I rigged up an R3 and R4 with LM35 temperature sensors I had on hand and an OLED display. The R4 ADC readings were consistently higher than the R3, resulting in the R4 reading ~ 8 degrees higher than the R3, even though the voltages measured at the sensor outputs were quite similar.
Adding a 0.1uF cap across the sensor's Vo to ground (making the input low impedance and capable of very quickly charging the ADC's internal cap) brought the R4 much closer to the R3's reading.
Upon measuring 5V on the R3 and R4, I noticed that the R3 was reading 4.99V whereas the R4 was reading 4.70V. Multiplying the ADC reading by 4.7 as opposed to 5.0V brought the R4 right in line with the R3.
Now, that 4.70V on the 5V line was measured with the R4 being powered by the USB connector. Using an external supply through the barrel connector, I got 4.98V on the R4's 5V line, and it was no longer necessary to adjust the 5.0 multiplier.
Proving you should never use the default 5volt reference to measure the output of an LM35/TMP36.
Always use one of the more stable internal references of the Uno. Then you don't have that problem of re-calibrating when using a different way of powering the setup.
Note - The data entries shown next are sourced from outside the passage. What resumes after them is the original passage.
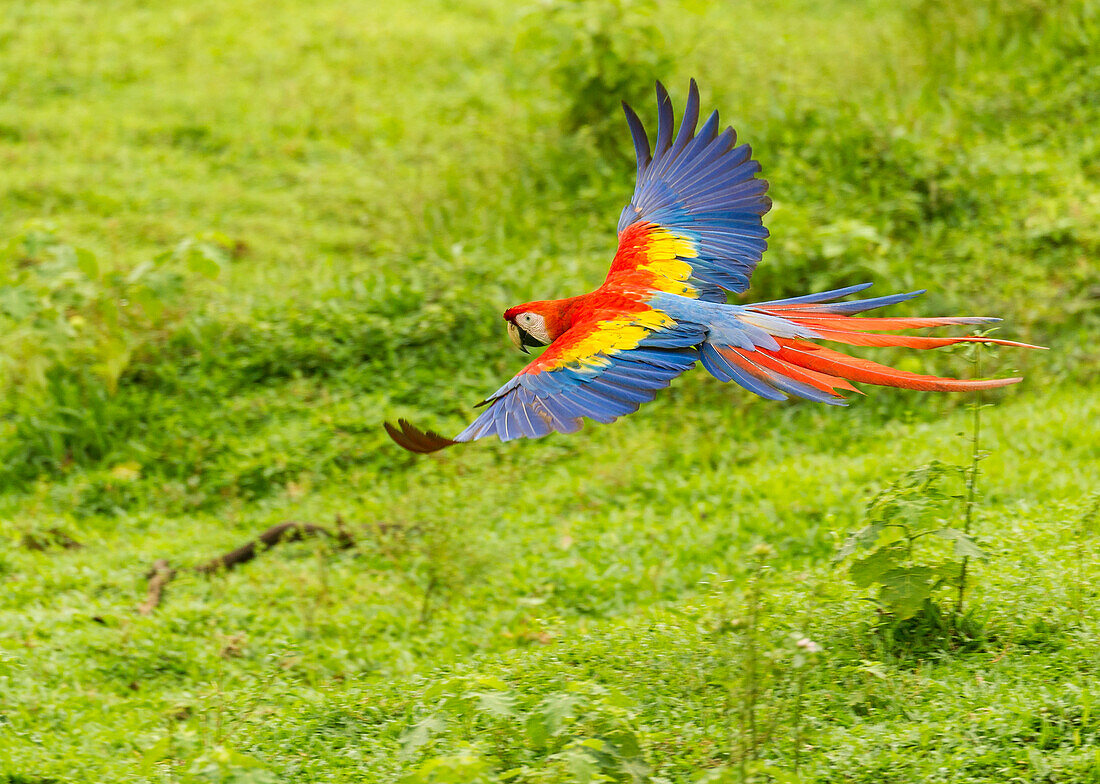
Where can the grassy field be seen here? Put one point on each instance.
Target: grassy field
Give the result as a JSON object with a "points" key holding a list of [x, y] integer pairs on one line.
{"points": [[234, 238]]}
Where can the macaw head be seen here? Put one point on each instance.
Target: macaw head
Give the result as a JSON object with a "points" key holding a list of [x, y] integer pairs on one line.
{"points": [[530, 324]]}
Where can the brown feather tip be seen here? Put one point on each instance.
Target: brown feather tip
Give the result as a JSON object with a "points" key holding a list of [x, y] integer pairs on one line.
{"points": [[416, 440]]}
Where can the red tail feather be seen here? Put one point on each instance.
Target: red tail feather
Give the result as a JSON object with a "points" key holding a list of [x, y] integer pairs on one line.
{"points": [[834, 363]]}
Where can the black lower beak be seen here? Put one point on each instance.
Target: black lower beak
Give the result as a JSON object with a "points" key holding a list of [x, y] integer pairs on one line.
{"points": [[527, 340]]}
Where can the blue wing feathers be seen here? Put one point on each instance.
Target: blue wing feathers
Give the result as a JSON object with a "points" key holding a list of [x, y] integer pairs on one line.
{"points": [[704, 187]]}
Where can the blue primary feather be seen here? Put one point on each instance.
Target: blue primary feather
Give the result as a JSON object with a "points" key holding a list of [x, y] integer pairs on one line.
{"points": [[703, 187]]}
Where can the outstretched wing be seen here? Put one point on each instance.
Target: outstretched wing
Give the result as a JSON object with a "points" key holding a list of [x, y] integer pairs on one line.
{"points": [[694, 225], [600, 368]]}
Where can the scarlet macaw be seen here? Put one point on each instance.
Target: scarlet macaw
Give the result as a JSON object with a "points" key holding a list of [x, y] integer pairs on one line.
{"points": [[692, 232]]}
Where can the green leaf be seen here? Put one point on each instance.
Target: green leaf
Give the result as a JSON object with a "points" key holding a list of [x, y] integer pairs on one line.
{"points": [[905, 588], [869, 570], [86, 263], [499, 704], [859, 540], [160, 750], [965, 545]]}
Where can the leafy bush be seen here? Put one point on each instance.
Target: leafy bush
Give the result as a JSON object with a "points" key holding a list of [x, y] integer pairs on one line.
{"points": [[69, 328], [908, 528]]}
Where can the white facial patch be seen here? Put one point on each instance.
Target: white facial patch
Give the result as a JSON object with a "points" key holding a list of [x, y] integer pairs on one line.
{"points": [[535, 326]]}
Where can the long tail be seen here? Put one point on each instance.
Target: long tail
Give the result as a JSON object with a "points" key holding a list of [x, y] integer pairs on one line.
{"points": [[782, 359]]}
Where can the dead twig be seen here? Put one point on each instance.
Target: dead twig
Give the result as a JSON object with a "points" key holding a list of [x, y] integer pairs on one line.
{"points": [[292, 530], [289, 531]]}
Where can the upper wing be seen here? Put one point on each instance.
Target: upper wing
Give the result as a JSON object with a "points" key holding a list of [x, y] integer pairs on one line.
{"points": [[600, 368], [694, 225]]}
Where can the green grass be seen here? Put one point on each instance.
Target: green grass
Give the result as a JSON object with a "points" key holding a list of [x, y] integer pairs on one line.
{"points": [[373, 185]]}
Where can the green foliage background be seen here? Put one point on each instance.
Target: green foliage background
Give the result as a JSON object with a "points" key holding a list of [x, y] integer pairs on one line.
{"points": [[234, 236]]}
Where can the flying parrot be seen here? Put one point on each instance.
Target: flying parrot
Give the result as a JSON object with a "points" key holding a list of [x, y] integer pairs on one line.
{"points": [[692, 232]]}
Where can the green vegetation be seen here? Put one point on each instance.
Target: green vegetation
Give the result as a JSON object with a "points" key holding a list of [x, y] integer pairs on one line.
{"points": [[237, 236]]}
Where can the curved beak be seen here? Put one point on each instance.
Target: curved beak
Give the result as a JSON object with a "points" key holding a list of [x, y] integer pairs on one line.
{"points": [[517, 337]]}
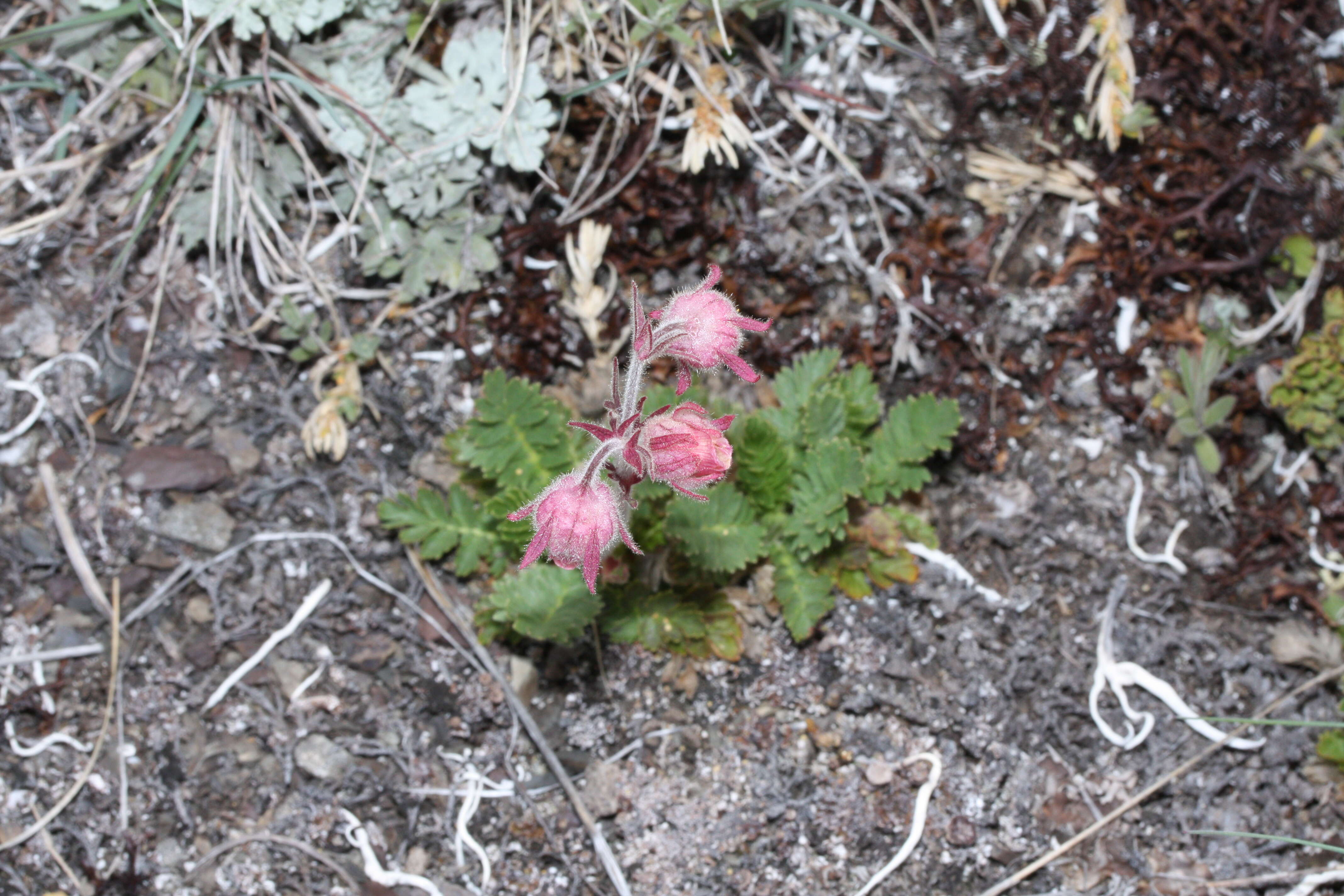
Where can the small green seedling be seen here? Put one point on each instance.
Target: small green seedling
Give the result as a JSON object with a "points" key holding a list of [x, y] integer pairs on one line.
{"points": [[1195, 414]]}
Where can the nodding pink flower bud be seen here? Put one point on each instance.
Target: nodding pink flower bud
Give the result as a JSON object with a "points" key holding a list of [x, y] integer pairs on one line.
{"points": [[576, 523], [687, 449], [705, 330]]}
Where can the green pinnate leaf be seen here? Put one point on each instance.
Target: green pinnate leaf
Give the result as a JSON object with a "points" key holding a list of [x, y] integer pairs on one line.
{"points": [[441, 526], [518, 437], [1218, 412], [1189, 426], [720, 535], [862, 405], [827, 477], [1207, 453], [804, 597], [764, 462], [1330, 748], [542, 602], [915, 429], [823, 418], [798, 384]]}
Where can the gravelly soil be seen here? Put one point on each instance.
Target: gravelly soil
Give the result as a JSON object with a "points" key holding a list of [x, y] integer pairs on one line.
{"points": [[781, 773], [767, 784]]}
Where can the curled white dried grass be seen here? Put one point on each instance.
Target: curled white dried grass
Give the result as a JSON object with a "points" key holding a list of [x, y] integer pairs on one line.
{"points": [[1168, 554], [588, 299], [1117, 676]]}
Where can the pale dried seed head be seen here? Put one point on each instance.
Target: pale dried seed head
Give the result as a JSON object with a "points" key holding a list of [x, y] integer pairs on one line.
{"points": [[586, 300]]}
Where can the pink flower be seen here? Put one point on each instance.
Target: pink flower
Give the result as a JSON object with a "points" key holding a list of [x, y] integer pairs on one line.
{"points": [[702, 328], [576, 522], [687, 449]]}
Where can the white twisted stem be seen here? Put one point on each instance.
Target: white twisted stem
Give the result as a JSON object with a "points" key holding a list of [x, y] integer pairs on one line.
{"points": [[1119, 676], [29, 385], [917, 820], [1168, 554], [358, 837]]}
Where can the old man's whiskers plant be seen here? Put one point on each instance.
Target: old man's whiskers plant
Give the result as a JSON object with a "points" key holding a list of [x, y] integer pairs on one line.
{"points": [[804, 500], [579, 518]]}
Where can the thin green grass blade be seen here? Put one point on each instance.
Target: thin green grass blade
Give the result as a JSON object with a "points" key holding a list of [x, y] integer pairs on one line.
{"points": [[124, 11], [788, 72], [248, 81], [38, 74], [179, 136], [183, 133], [69, 107], [1287, 723], [1283, 840]]}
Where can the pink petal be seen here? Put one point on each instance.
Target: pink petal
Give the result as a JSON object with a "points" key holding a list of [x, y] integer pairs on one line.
{"points": [[689, 492], [683, 381], [522, 514], [592, 562], [534, 550], [741, 369]]}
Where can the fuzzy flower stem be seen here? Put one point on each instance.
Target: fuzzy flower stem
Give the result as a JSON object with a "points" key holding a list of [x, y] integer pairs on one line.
{"points": [[599, 459], [634, 385]]}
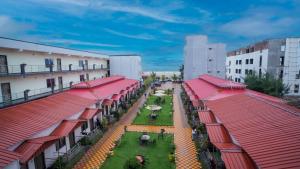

And you have a higher temp resolution of 0.1C instead of 0.5C (two decimal places is impossible with a TMP36/Uno).
Test sketch for the R3 attached. Not sure which Aref voltages the R4 has.
Leo..
const byte tempPin = A0; // connect TPM36 to 3.3volt A0 and (not-shared) ground
float calibration = 0.1039; // calibrate temp by changing the last digit(s) of "0.1039"
float tempC;
void setup() {
Serial.begin(9600);
analogReference(INTERNAL); // use internal 1.1volt Aref
}
void loop() {
tempC = (analogRead(tempPin) * calibration) - 50.0;
Serial.print("Temperature: ");
Serial.print(tempC, 1); // one correct decimal place is all you get
Serial.print(" C");
delay(1000); // use a non-blocking delay when combined with other code
}
I believe the UNO4's AREF is 1.5V but check with your DMM, try my "no floats, no delays" sketch, works with TMP36 and LM35, has calibration offset (calValue), smoothing and anti jitter.
/*
LM35, TMP36 thermometer, no floats, no delays
*/
const bool t36 = true; // set false for LM35, true for TMP36
const byte numSamples = 8, // number of samples for smoothing
aInPin = A0; // analog input pin
const int calValue = 0, // adjust for calibration, +/-0.1 degree
hAref = 110, // analog ref voltage * 100
// measured with accurate DMM
hnumSamples = numSamples * 100,
tEnd = 3000; // update time in mS
int val,
tempC,
tempF;
uint32_t total, // sum of samples
tStart; // timer start
byte cnt = 10;
const char header[] = "\nRaw Total Temp C Temp F";
void setup()
{
Serial.begin(9600);
analogReference(INTERNAL); // use 1.1V internal ref
analogRead(aInPin);
for(int i = 0;i < numSamples;i++) // for smoothing, fill total
total += analogRead(aInPin); // with numSamples * current
// reading
}
void loop()
{
if(millis() - tStart > tEnd)
{
tStart = millis(); // reset timer
if(++cnt >= 10)
{
Serial.println(header); // every 10 lines
cnt = 0;
}
val = analogRead(aInPin);
total -= (total / numSamples); // make room for new reading
total += val; // add new reading
tempC = total * hAref / hnumSamples + calValue;
if(t36)
tempC -= 500;
tempC = antiDither(tempC);
tempF = tempC * 9 / 5 + 320;
Serial.print(val);
Serial.print("\t");
Serial.print(total); // sum of samples
Serial.print("\t");
prntTemp(tempC);
prntTemp(tempF);
Serial.println();
}
}
void prntTemp(int temp)
{
Serial.print(temp / 10); // whole degrees
Serial.print(".");
Serial.print(temp % 10); // tenths
Serial.print("\t");
}
int antiDither(int newVal) // prevents +1 <-> -1 dither
{
static int val = 0, oldVal = 0;
if(newVal != val && newVal != oldVal)
{
oldVal = val;
val = newVal;
}
return val;
}